Cell culture and mechanical stretch

Primary mouse and human VSMCs (ATCC, Manassas, VA) were cultured in Dulbecco’s Modified Eagle’s Medium (DMEM) supplemented with 10% fetal bovine serum and 1% penicillin–streptomycin at 37 °C in a humidified atmosphere of 5% CO2 and 95% air. After reaching 80–90% confluence, VSMCs between passages 3–8 were used for experiments. In addition to mouse vascular smooth muscle cells, a human cell line (ATCC, Manassas, VA) was utilized for RNA interference and osteogenic differentiation experiments in order to translate and validate key findings across species. To apply mechanical stretch, VSMCs with the cell density of 2 × 105 cells/well were seeded onto collagen type I pre-coated 6-well Bioflex® plates (Flexcell International Crop, Burlington, NC) in the presence of DMEM, 1% penicillin/streptomycin and 10% EVs deprived serum. EV-deprived serum was obtained by ultracentrifugation at 100,000 × g for 15 h, after which the supernatant was collected for use. To apply 10% equibiaxial mechanical stretch (0.5 Hz, 72 h) on cultured VSMCs, a Flexcell® FX-5000 T tension system (Flexcell International Corp.) was utilized. Non-stretched VSMCs seeded on 0.2% gelatin-coated tissue culture plastic plates were used to establish a common baseline for comparison between the groups exposed to different levels of stretch. To determine the viability of VSMCs following prescribed culture regimen, we used a commercially available assay kit (Abcam, Cambridge, United Kingdom). The live cell dye penetrates intact, live cells and produces a fluorescence signal (Ex/Em = 485/530 nm) following hydrolysis by active intracellular esterases. The fluorescent dead cell dye (Ex/Em = 495/635 nm) is impermeable to live cells but enters damaged cells and binds to nucleic acids. Following the addition of the dyes according to the manufacturer’s instructions, cells were imaged with a Zeiss Axioscope upright fluorescence microscope.
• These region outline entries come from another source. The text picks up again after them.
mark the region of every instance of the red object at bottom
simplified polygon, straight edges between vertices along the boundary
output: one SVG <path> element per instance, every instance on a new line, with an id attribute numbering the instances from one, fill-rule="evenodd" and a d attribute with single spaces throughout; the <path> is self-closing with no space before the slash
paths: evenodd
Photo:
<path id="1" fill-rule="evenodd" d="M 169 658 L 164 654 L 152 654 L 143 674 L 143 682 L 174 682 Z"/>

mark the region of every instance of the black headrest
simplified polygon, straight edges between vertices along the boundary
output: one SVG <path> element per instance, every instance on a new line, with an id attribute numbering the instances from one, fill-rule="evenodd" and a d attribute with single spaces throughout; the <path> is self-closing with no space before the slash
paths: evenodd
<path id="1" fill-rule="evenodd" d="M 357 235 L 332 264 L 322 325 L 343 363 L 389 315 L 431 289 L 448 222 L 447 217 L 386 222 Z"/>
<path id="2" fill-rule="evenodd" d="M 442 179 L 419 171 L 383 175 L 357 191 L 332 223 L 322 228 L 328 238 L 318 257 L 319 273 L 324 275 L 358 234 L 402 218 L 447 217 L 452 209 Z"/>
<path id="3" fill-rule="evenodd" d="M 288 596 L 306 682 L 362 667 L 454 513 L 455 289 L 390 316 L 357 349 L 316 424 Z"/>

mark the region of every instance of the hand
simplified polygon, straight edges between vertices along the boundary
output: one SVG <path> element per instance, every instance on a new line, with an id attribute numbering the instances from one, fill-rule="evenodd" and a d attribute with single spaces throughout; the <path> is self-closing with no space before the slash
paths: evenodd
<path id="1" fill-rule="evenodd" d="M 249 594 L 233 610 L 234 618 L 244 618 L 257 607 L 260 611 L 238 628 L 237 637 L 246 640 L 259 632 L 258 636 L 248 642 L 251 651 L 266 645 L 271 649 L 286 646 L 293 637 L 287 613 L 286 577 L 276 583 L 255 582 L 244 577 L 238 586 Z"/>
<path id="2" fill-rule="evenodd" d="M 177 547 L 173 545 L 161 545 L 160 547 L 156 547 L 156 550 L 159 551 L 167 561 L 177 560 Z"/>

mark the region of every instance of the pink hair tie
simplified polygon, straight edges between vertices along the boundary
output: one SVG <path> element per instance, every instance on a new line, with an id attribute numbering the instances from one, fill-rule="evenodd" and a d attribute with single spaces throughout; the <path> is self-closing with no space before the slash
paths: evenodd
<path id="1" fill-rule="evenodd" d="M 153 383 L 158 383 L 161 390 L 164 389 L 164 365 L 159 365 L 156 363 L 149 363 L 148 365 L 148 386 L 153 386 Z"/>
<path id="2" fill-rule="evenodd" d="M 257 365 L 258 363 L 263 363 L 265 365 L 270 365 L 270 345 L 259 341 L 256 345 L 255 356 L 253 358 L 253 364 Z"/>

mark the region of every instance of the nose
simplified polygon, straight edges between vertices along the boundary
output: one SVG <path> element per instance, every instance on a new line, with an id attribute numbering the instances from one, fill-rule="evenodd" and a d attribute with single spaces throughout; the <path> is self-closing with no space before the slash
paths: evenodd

Live and dead cells were counted using ImageJ and used to calculate overall viability.

The following specific inhibitors were used for the prescribed treatments: Dynasore (40 µM; APExBIO, Houston, TX) as GTPase inhibitor of dynamin, and Y-27632 dihydrochloride (10 µM; Biotechne, Bristol, United Kingdom) for RhoA kinase inhibition.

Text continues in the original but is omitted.